En una esquina de La Habana —donde el bullicio del Prado se mezcla con el olor del maíz y el rumor de las voces— se escuchaba un canto que no venía de una radio ni de un cabaret. Era una voz cálida, firme, de mujer trabajadora que pregonaba:
“¡Llegaron los tamalitos de Olga!”
Esa voz, la de Olga Moré Jiménez, pasaría a la historia no solo por vender tamales, sino por convertir su pregón en música, en símbolo y en leyenda de la calle habanera.
Olga nació el 23 de mayo de 1922 en Cruces, antigua provincia de Las Villas. La vida no le ofreció privilegios: fue madre joven y debió criar sola a tres hijos, además de cuidar a su madre enferma. Para sobrevivir, hizo lo que sabía hacer mejor: cocinar.

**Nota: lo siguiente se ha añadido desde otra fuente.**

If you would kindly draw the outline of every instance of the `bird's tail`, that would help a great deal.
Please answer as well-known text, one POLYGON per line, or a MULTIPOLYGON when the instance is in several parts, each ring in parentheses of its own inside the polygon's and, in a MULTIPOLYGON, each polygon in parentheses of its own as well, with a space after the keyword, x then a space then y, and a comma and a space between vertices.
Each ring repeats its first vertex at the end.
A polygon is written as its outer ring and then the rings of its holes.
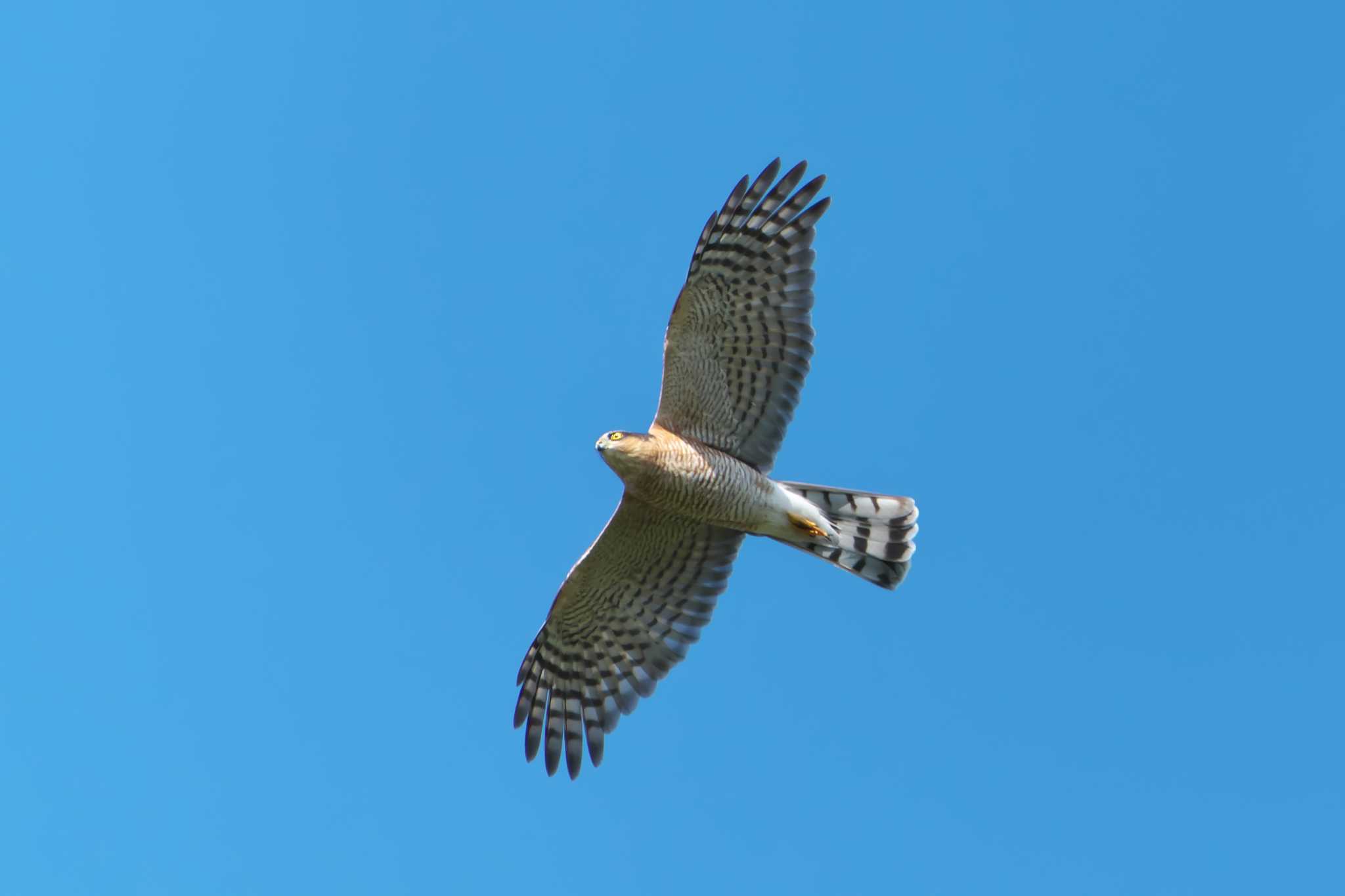
POLYGON ((905 578, 920 528, 915 501, 806 482, 780 485, 816 505, 839 533, 837 544, 780 539, 784 544, 815 553, 884 588, 894 588, 905 578))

En los años 40, con apenas unas monedas y mucho coraje, se trasladó a La Habana, donde comenzó a vender tamales envueltos en hojas de maíz. Al principio los llevaba en una canasta, luego en una pequeña carretilla que estacionaba en la esquina de Prado y Neptuno, un punto neurálgico del centro capitalino.
Su carisma y su ingenio convirtieron su pregón en un espectáculo cotidiano. Los transeúntes la esperaban, los músicos la saludaban y los bohemios, tras las noches de cabaret, encontraban en sus tamales un sabor de hogar.
A fines de los años cuarenta, José Antonio Fajardo, el gran flautista y director de orquesta, quedó fascinado por aquella mujer que anunciaba su mercancía con ritmo y picardía. Inspirado en ella, compuso el tema “Los tamalitos de Olga”, una guaracha que pronto se haría famosa en las voces de la Orquesta Aragón y de otros conjuntos populares.
“Olga la Tamalera” dejó de ser solo un personaje de esquina para transformarse en ícono musical. En los salones de baile se cantaba su nombre, y en las emisoras sonaba su pregón convertido en ritmo. Ella, sin proponérselo, encarnó el espíritu de un pueblo que encontraba alegría incluso en la lucha diaria.
Detrás del delantal y la sonrisa había una mujer de temple. Olga fue empresaria antes de saber que lo era: administraba su pequeño negocio, cuidaba su reputación y mantenía una clientela fiel que incluía desde oficinistas hasta artistas del teatro Alhambra.
Dicen que sus tamales eran insuperables, de maíz tierno y carne bien sazonada, y que jamás reveló su receta. Solo su hija y su esposo conocieron el secreto, guardado con el mismo celo con que se protege un tesoro familiar.
Olga murió en La Habana, en 2007, sin grandes homenajes ni titulares. Pero su figura perdura en la memoria popular: es parte del paisaje sonoro de la Cuba de mediados del siglo XX, la de los pregones, los portales, las guayaberas y el olor del café.
Su historia recuerda que la cultura cubana no solo se escribe en libros o partituras, sino también en las calles. Olga, con su canasta de tamales, fue una poeta anónima del pueblo: una mujer que convirtió la necesidad en arte y el trabajo en identidad.